Es entspricht ständiger Rechtsprechung des Obersten Gerichtshofs, dass ein Maklervertrag schlüssig zustande kommt, wenn für den Interessenten erkennbar ist, dass er eine provisionspflichtige Tätigkeit eines Maklers in Anspruch nimmt und der Interessent dieser Tätigkeit nicht widerspricht. Auch wenn der Makler erkennbar bereits für einen anderen Auftraggeber tätig wird, kommt der Maklervertrag zustande, wenn der Makler – etwa durch Hinweis auf die Provisionserwartung – zu erkennen gibt, dass er auch vom Interessenten eine Provision erwartet.
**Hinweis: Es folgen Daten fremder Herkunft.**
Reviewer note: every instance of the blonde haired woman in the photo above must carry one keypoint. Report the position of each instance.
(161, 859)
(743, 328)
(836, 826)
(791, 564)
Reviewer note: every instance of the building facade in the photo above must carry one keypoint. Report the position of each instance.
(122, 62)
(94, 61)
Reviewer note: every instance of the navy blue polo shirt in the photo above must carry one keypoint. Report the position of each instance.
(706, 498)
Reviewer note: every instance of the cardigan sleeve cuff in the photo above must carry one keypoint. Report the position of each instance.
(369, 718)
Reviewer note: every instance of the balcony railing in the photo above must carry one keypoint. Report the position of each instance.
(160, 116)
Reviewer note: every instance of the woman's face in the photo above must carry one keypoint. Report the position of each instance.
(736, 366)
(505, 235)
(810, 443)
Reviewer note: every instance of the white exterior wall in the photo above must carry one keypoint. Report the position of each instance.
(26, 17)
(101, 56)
Im vorliegenden Fall hat die Käuferin einer Immobilie eine Vertraulichkeits- und Provisionsvereinbarung mit der Verkäuferin abgeschlossen, in der auf eine „Vermittlungsprovision“ in Höhe von 3% (des Kaufpreises) netto hingewiesen wird. Sie erhielt zudem ein Exposeé betreffend das Verkaufsobjekt mit dem gleichen Hinweis auf eine „Vermittlungsprovision“. Der Käuferin war somit laut OGH erkennbar, dass sie eine provisionspflichtige Tätigkeit in Anspruch nimmt.

Dass die Käuferin sich gegen die Provisionshöhe von 3% aussprach, hindert den Abschluss des Maklervertrages nicht! Ein Einwand gegen die Höhe der Provisionsforderung kann nur dazu führen, dass der Maklervertrag ohne Vereinbarung über die Provisionshöhe zustande kommt. Wenn keine Vereinbarung über die Provisionshöhe besteht, gilt eine ortsübliche Provision. Lässt sich eine solche nicht oder nur mit unverhältnismäßigen Schwierigkeiten feststellen, steht eine angemessene Provision zu.

Doch Achtung bei Verbrauchergeschäften! Die E hatte sich nicht mit den Besonderheiten bei Verbrauchergeschäften auseinanderzusetzen. Gemäß § 31 KSchG gilt jedoch das Schriftlichkeitsgebot für Vereinbarungen bezüglich Aufwandsersatz aufgrund von zusätzlichen Aufträgen, Alleinvermittlungsaufträgen und für Fälle fehlenden Vermittlungserfolgs.